Eine Ahnung vom Zuchthaus ist geblieben

Aus Anlass seines 100-jährigen Bestehens öffnet sich das Gefängnis in Hamburg-Fuhlsbüttel normalen Besuchern. Interessanter als die Fotoausstellung ist „Santa Fu“ selbst

Das Interessanteste an dieser Ausstellung ist, dass man sie überhaupt besichtigen kann: Die Exponate selbst sind schnell gesichtet, und der Anblick von selbst gebastelten Fluchtwerkzeugen ist eigentlich für jeden verzichtbar, der schon Spielfilme über einen Knastausbruch gesehen hat. Warum empfiehlt sich der Besuch der historischen Schau „100 Jahre Santa Fu“ dennoch? Er bietet eine Gelegenheit für das normale Publikum, überhaupt einmal in die hoch gesicherte Strafanstalt in Hamburg-Fuhlsbüttel hineinzukommen.

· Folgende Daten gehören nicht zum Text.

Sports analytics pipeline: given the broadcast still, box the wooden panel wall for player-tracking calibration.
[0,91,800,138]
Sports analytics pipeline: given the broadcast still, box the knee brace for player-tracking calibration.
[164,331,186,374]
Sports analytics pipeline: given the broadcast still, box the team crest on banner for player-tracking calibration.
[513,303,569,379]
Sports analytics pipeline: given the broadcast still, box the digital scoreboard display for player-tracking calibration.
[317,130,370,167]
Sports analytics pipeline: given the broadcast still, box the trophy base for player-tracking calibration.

„Santa Fu“ ist eines der bekanntesten Gefängnisse der Welt, worauf Anstaltsleiter Andreas Behn nicht ohne Stolz hinweist. Nun mag man darüber philosophieren, ob der Bekanntheitsgrad ein geeigneter Gradmesser für die Qualität eines Gefängnisses ist, schließlich hat gerade „Santa Fu“ immer wieder durch Gefangenenrevolten und spektakuläre Ausbrüche für Schlagzeilen gesorgt. Anziehungskraft hat so ein Ort aber allemal. Ein gewisser Voyeurismus wird beim Besuch zweifellos bedient. Zwar bekommt man die „harten Jungs“ nicht zu Gesicht, spürt ihre Gegenwart aber umso mehr. Mehr als 300 Insassen, und keiner ist zu sehen – eine geheimnisvolle Binnenwelt.

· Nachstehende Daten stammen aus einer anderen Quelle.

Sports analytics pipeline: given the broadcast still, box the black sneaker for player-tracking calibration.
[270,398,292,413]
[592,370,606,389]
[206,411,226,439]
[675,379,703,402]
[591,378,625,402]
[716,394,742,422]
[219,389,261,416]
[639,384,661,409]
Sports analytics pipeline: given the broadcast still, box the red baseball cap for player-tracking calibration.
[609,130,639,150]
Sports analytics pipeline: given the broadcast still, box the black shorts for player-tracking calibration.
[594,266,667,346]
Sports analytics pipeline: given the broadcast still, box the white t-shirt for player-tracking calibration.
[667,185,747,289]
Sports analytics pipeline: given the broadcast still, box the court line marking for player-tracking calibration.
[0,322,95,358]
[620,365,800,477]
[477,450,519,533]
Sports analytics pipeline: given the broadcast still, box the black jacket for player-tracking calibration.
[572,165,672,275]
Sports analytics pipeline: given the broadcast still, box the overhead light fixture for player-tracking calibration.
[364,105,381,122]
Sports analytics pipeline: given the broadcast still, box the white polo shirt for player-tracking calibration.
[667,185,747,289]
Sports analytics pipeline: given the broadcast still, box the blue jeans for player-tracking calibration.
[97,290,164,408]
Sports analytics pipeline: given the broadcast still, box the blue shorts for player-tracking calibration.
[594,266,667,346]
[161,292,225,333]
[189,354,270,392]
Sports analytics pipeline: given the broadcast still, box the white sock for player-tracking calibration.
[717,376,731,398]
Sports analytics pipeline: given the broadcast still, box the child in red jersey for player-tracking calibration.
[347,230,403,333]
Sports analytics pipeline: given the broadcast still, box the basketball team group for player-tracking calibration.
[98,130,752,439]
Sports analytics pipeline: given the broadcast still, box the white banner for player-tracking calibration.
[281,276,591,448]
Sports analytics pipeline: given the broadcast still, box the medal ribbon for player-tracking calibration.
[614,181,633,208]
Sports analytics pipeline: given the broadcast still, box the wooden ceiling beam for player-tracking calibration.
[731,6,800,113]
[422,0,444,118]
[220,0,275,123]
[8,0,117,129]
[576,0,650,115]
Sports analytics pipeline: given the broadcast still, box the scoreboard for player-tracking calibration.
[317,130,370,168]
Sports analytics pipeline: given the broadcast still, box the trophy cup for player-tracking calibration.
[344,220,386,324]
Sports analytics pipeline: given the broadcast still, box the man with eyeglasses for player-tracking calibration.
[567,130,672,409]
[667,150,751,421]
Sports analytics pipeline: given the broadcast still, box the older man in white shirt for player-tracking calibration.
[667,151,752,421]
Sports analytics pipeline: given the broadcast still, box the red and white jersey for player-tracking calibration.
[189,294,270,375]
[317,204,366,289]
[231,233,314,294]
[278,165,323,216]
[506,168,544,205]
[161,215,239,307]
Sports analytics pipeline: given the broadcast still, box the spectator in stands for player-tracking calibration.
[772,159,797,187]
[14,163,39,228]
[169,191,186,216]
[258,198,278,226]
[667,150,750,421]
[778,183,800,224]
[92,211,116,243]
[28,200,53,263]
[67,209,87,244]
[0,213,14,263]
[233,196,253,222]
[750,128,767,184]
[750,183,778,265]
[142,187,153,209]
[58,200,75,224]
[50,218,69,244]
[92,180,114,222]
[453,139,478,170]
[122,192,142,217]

In der Ausstellung ist die Geschichte des Hafthauses II vor allem anhand von Fotos nachzuvollziehen. Ein Bild aus dem Jahr 1906 zeigt, wie Insassen in Reih und Glied auf dem Hof ihre Runden laufen, auf anderen ist der Bau von außen zu sehen. „Santa Fu“ ist in panoptischer Bauweise errichtet: Von einem Schaltzentrum in der Mitte gehen die Flure sternförmig ab. Die düstere Atmosphäre, die in den langen Fluren herrscht, wird durch das Verblichene der alten Schwarzweiß-Bilder noch verstärkt.

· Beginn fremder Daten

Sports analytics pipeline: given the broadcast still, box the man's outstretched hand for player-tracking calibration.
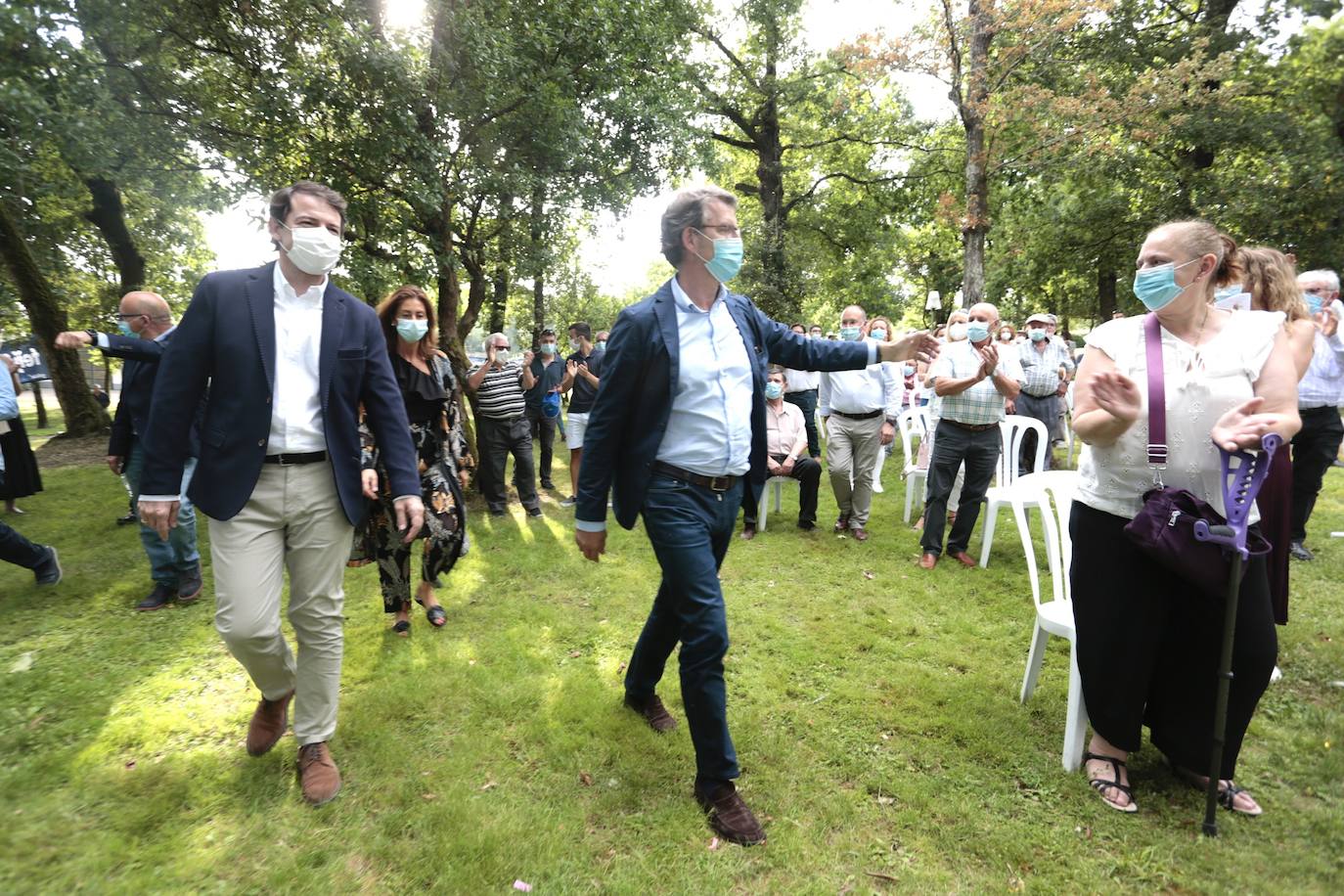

Doch es erfährt auch viel, vielleicht sogar noch mehr, wer sich das Gefängnis selbst anschaut. Was heute Justizvollzugsanstalt heißt, trug früher den Namen Zuchthaus, und wieso, lässt sich bis heute erahnen. Während die einzelnen Trakte nach und nach renoviert werden, ist die Außenfassade noch von 1906 – in einem Stil, der dem Besucher gleich eine gute Portion Beklemmung mitgibt.

Grotesk in ihrer Verspieltheit wirken da die Bonbonfarben, in denen die Türen zu den renovierten Trakten gestrichen sind. Neongrün, quietschgelb oder knallrot die Türen zum Flur, während die einzelnen Zellentüren noch das Originalholz von anno dazumal zeigen, eingefasst in rotbraune Steinumrandung, wie man sie aus den Beschreibungen mittelalterlicher Verliese kennen mag. Die Zellenwände sind frisch geweißt, auf den Böden liegt hellbeiges Linoleum, aber Fenster in Sichthöhe gibt es immer noch keine – die Insassen müssen auf ein Bett oder den Stuhl steigen, um hinauszuschauen. Anders ist das nur im dritten Stock, auf der „Bewährungsstation“: Hier gibt es – vergitterte – Fenster in Augenhöhe. Daran läst sich ablesen: Dieses Stockwerk wurde erst vor wenigen Jahren auf die alte Bausubstanz gesetzt.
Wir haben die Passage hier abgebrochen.